In this post, I would like to give a brief introduction to Git Large File Storage (LFS). Git LFS can be very handy for keeping track of large files and/or datasets for your Machine Learning tasks.

Setting up Git LFS

Let’s assume that you have the following data structure and you want to store this data on Git LFS.

📦Data
 ┣ 📂csv
 ┃ ┗ 📜example.csv
 ┣ 📂dog
 ┃ ┗ 📜dog.png
 ┗ 📂fox
 ┃ ┗ 📜fox.jpg

The first step for using Git LFS is to install the client to the local computer. The installation instructions can be found in this page.

After installing the client, a remote repository should be created and Git LFS support should be enabled from the Settings page. Github has free LFS support for a maximum file size of 1GB and monthly 1GB bandwidth.

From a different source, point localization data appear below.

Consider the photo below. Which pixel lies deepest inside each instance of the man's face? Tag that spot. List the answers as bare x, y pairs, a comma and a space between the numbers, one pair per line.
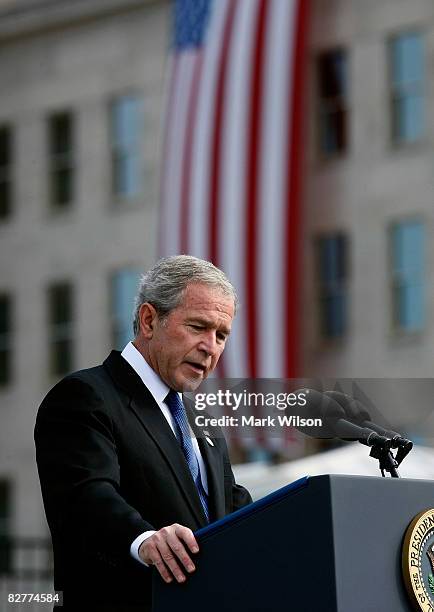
184, 347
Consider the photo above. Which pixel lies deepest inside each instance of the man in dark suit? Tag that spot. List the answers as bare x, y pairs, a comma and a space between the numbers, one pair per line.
125, 477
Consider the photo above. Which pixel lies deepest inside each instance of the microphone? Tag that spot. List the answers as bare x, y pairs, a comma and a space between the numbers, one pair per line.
334, 422
357, 413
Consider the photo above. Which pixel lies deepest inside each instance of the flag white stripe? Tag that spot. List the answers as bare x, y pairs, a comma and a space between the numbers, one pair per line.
271, 265
202, 138
232, 236
183, 79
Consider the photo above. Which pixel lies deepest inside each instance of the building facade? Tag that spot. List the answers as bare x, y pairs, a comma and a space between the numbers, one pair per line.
81, 100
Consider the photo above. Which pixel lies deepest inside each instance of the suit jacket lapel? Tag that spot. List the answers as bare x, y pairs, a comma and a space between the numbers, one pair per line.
152, 419
212, 459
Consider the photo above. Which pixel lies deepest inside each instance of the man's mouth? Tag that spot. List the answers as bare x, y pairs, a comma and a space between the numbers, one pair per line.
197, 367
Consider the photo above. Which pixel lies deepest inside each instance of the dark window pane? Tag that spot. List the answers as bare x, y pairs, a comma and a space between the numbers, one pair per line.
5, 147
5, 314
60, 304
332, 266
60, 134
5, 339
5, 172
61, 186
61, 159
126, 127
61, 357
333, 119
5, 199
408, 276
332, 74
5, 516
61, 328
407, 75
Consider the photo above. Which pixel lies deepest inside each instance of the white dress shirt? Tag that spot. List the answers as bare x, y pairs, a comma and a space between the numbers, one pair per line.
159, 391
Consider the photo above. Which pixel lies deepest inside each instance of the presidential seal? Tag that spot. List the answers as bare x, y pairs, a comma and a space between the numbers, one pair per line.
418, 561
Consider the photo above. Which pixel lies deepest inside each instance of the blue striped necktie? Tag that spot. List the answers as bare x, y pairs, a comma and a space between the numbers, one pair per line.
177, 410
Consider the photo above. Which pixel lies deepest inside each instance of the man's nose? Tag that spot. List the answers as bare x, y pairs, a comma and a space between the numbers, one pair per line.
208, 343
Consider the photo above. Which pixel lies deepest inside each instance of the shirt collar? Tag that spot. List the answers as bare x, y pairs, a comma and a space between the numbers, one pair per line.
153, 382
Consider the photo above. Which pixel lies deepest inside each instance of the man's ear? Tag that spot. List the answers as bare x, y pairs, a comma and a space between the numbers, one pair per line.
147, 317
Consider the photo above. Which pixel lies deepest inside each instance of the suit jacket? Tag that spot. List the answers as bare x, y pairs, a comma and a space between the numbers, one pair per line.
111, 468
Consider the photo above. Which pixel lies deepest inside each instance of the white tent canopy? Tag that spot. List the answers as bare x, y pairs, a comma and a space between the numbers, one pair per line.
353, 459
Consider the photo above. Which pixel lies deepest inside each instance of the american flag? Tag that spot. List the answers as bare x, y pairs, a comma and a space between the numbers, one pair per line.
232, 165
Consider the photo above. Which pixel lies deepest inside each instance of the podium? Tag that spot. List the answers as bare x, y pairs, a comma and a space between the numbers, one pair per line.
324, 543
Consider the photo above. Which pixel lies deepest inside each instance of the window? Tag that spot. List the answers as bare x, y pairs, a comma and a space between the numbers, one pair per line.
5, 339
123, 290
60, 322
407, 79
126, 129
5, 172
5, 515
332, 266
61, 162
333, 102
408, 275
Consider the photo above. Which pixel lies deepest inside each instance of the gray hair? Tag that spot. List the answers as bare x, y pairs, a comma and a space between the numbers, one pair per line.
164, 285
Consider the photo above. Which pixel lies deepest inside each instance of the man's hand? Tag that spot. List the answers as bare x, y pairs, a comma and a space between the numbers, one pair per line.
165, 549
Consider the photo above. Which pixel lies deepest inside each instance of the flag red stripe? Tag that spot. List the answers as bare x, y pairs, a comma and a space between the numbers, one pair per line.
187, 155
164, 178
218, 133
252, 186
217, 145
293, 233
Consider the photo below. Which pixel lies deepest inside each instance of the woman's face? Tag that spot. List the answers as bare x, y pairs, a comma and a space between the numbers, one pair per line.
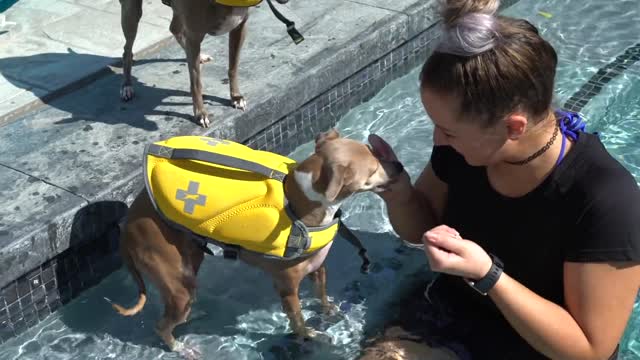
479, 146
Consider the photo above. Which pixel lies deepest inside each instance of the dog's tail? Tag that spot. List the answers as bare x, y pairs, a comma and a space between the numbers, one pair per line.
142, 297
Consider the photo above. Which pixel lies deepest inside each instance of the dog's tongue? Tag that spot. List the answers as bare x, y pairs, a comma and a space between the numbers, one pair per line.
381, 148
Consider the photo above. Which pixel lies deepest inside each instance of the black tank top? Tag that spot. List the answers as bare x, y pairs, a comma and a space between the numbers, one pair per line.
586, 210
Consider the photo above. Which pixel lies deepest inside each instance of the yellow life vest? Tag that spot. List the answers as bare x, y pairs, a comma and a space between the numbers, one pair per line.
239, 3
229, 194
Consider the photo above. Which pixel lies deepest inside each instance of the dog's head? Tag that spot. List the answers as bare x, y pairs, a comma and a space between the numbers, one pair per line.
349, 166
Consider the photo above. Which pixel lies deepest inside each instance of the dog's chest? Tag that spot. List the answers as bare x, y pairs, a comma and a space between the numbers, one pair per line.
224, 24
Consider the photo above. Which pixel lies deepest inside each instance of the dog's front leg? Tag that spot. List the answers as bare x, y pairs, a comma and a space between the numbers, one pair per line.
130, 13
288, 291
319, 278
192, 48
236, 39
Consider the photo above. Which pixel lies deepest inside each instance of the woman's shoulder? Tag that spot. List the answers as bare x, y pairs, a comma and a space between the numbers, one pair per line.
595, 172
448, 164
603, 199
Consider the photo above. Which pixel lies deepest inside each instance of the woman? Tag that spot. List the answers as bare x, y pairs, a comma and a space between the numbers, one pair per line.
532, 225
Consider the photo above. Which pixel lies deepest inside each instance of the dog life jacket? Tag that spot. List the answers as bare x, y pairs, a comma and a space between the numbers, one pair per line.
230, 195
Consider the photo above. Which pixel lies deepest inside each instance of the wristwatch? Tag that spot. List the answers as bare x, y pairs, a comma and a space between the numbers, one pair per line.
487, 282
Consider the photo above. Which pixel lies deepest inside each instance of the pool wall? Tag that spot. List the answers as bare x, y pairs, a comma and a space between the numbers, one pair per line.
81, 245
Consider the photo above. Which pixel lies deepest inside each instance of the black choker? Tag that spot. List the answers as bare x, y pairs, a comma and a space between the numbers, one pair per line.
539, 152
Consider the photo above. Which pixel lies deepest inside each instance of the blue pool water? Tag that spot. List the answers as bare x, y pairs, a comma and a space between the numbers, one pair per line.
237, 314
5, 4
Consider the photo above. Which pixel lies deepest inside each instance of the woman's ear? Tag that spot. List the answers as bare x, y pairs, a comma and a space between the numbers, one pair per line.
516, 125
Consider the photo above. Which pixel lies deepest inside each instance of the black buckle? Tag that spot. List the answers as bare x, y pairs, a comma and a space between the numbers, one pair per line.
230, 252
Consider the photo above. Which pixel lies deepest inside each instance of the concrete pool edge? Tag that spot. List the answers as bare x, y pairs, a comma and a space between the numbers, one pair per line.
90, 255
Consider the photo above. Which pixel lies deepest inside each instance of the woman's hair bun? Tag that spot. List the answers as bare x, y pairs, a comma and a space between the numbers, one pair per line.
452, 10
470, 27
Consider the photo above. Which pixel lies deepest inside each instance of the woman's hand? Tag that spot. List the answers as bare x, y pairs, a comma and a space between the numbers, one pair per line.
451, 254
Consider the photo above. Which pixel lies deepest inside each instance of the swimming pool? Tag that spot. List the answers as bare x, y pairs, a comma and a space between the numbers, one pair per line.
244, 321
5, 4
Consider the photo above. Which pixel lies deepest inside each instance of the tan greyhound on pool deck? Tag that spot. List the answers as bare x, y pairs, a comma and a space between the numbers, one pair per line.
262, 208
192, 20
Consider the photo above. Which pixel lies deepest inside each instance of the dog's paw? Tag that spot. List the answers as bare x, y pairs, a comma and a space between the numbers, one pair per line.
126, 93
204, 58
238, 102
330, 309
310, 334
186, 352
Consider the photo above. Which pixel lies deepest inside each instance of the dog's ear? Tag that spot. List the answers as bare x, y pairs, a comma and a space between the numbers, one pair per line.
337, 177
326, 136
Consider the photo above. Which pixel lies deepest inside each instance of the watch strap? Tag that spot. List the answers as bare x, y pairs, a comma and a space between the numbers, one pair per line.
488, 281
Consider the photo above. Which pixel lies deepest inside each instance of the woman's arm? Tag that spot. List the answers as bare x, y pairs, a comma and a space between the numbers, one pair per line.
415, 209
599, 298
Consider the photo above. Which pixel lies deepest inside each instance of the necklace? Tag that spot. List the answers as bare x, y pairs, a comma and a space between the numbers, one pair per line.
539, 152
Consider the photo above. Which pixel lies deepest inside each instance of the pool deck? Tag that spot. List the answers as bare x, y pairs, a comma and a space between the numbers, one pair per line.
70, 150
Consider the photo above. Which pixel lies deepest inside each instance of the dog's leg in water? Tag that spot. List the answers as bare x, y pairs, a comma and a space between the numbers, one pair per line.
130, 13
319, 278
192, 47
287, 287
176, 311
236, 39
177, 30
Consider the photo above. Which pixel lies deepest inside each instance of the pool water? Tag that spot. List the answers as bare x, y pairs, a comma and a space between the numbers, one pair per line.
237, 314
6, 4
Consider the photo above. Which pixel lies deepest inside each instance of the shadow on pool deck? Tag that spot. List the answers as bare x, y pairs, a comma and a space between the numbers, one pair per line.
148, 97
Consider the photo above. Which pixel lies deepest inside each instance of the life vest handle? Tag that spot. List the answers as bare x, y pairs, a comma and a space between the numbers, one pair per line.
214, 158
291, 26
353, 240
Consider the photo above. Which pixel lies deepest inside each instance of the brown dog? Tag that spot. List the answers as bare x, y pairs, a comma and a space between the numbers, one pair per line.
192, 20
338, 168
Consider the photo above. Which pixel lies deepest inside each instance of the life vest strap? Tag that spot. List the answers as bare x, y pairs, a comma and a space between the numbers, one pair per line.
214, 158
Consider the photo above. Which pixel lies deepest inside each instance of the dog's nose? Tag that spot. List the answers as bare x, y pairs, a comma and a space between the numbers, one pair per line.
398, 167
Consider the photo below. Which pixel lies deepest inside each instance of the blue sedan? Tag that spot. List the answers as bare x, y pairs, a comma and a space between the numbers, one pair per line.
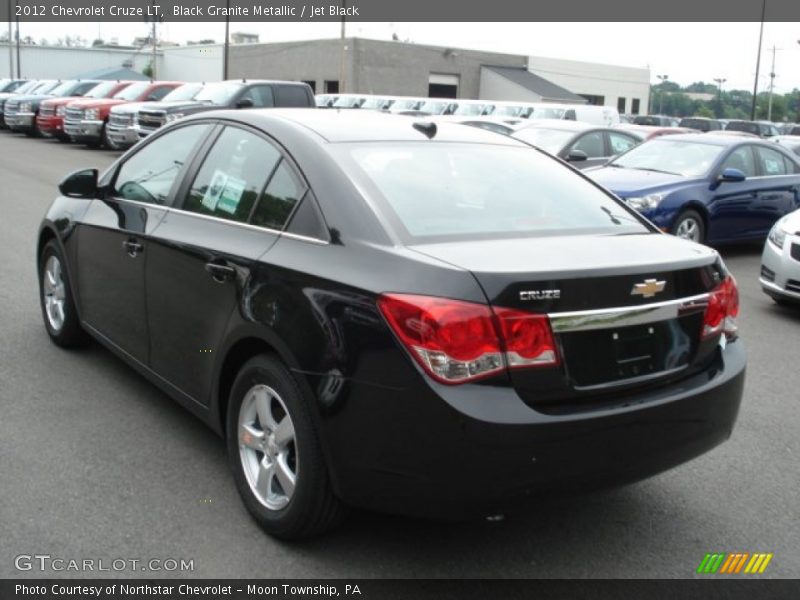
706, 187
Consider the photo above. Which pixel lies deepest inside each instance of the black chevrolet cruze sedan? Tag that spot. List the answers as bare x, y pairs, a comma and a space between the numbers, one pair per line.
379, 312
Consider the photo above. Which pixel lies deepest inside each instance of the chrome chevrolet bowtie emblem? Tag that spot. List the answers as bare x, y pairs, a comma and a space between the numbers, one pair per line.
648, 289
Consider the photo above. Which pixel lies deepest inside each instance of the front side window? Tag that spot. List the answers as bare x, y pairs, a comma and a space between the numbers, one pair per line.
232, 176
148, 175
438, 192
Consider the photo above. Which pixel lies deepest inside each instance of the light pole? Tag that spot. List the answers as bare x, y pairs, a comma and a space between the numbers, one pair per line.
663, 79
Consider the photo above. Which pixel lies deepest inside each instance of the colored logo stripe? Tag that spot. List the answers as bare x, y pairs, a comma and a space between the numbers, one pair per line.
734, 563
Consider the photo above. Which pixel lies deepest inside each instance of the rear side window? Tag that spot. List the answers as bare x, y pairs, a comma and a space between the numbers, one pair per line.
433, 192
771, 161
284, 191
291, 96
232, 176
149, 174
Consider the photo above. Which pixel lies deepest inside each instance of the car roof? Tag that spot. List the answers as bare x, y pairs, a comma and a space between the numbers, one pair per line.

Details can be found here.

Adding data to LFS and pushing it to remote repository

We can now clone the newly created repository to our local environment using

git clone <repository_address>

We can move the Data folder under the empty repository folder. In order to enable LFS to track the Data folder and all its subfolders, run the following command in the root repository directory:

git lfs track "Data/**"

When the command is successfuly executed, a .gitattributes file should be automatically created in the root repository folder. If you view this file, you should see the following entry:

Data/** filter=lfs diff=lfs merge=lfs -text

This entry shows that LFS is set to track the whole Data folder. Now it is time to commit/push these changes:

git add .gitattributes Data/
git commit -m"Initial commit"
git push origin <branch_name>

These commands are the same as an ordinary Git commit/push. However, in a regular Git push, the original files are directly uploaded to the repository whereas in Git LFS, the tracked files are replaced with pointers while the actual files are stored elsewhere. A pointer file looks like this:

version https://git-lfs.github.com/spec/v1
oid sha256:4cac19622fc3ada9c0fdeadb33f88f367b541f38b89102a3f1261ac81fd5bcb5
size 84977953

Listing the files tracked by Git LFS

The following command lists the files that are currently tracked by LFS:

git lfs ls-files

Adding new files

In order to add new files to LFS, you should either place the files in a directory that is tracked by LFS or enable file tracking using git lfs track ... command. For this tutorial, let’s assume that we added a directory named cat under Data folder. We can run the following command to add cat folder to LFS.

git add Data/
git commit -m"added cat folder to LFS"
git push origin <branch_name>

Removing files

In order to remove a file from LFS (in this case example.csv), we can use the following commands:

git rm Data/csv/example.csv
git commit -m"removed example.csv file from LFS"
git push origin <branch_name>

Pulling the whole data into a new location

Pulling the whole data into a new location is as simple as cloning the repository

git clone <repository_url>

Excluding specific files at clone time

Here comes a handy feature of LFS that can be useful for avoiding large downloads if you only want to access to the specific part of the data.

Let’s assume, you only want to download .csv files and ignore the rest. You can do that so by using the following command:

git -c "lfs.fetchinclude=*.csv" clone <repository_url>

When the repository is cloned, you will observe that only the pointers of the image files are downloaded while the example.csv file under csv folder is downloaded fully. If you want to download the remaining files later, you can run the command:

git lfs pull

Excluding specific files both at clone time and onwards

There can be cases that you will never use some of the files that are tracked by LFS and you want to avoid downloading them at all times.

In order to achieve this, you should first skip those files at clone time.

git -c "lfs.fetchexclude=*.jpg,*.png" clone <repository_url>

After the repository is cloned, you should navigate to the root of the repository and add a permanent rule in the local git config for skipping those files at all times.

git config lfs.fetchexclude "*.jpg,*.png"

This rule will ensure that lfs will not pull any files with extension .jpg and .png. If you want to double check that the rule is added, you can view the git config:

git config -l

There are many other features of LFS such as locking files or enabling LFS support for existing repositories etc. but those are beyond the scope of this tutorial.

I hope this tutorial will help you to understand basics of LFS usage and help you to start using it for your needs.